A sad but not surprising story regarding your visit to Hofwyl-Broadfield. It's distressing that there are places that still insist on not telling truths about their plantations. Some interesting notes about people once enslaved there can be found here. http://www.glynngen.com/enslavement/IAmHofwyl.html
I will say one of the things that I find desperately lacking still in these separated tours is that slavery existed in the mansion houses and yards of those spaces. Enslaved maids, butlers, carriage drivers, nurses, midwives, gardeners, and valets had lives dominated by work in these spaces. Yet, too often it's "The slavery tour" as though we should not be having these discussions on *EVERY* tour for those folks as well as those who lives were dominated by field labor (which is skilled) or other skilled labor. I find this to be the case, still, in many historic sites with slavery history.

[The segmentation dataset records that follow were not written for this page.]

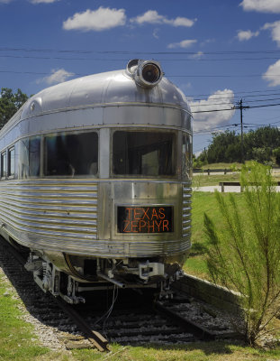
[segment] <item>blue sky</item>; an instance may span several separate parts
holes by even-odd
[[[245,131],[280,125],[280,0],[0,0],[0,88],[27,95],[158,60],[190,100],[195,153],[239,132],[241,98]]]

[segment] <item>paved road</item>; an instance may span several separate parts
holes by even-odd
[[[210,191],[213,192],[215,190],[218,191],[221,191],[221,186],[206,186],[206,187],[193,187],[194,191]],[[277,192],[280,191],[280,186],[275,187]],[[224,187],[225,193],[233,192],[233,193],[240,193],[240,186],[225,186]]]

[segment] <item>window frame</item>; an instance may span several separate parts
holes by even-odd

Your account strikes several cords; I have long thought we should describe these places as industrial farms operated with slave labor. That is one aspect of British colonialism that differs from other European countries. Almost everywhere they went, but especially in the Americas, the British established these large industrial farms and worked them with slave labor. This obviously did not happen every where (ie. Canada and the middle and New England colonies). There are a variety of reasons for the British went down this industrial farm road that are too complicated to get into here but the farms shaped the colonial and post-colonial periods no matter where they existed. The other cord is the degree, it appears to me especially in South Carolina, to which southerners go to hide slavery. I was in Charleston a few years ago and spent time exploring the old town area. I have never seen so many National Register of Historic Places medallions. But what was interesting is in most of these houses what had been the domestic slave quarters was either hidden from public view or gone. The public of today did not have to see this negative part of local history. Also the slave market was in a remarkably plain looking building that, based on period photographs, did not identify its role. And even now, unless you were really looking for it you would miss it. What also struck me was that many of the houses, in Charleston, were city residences for families that had what I took to be large country places. The city places would I assume have presented a sanitized aspect of life for the owning families whose wealth rested on the labor going on int he country places. Today the city places present a sanitized version of souther history more like what you appear to have encountered at the first location you visited.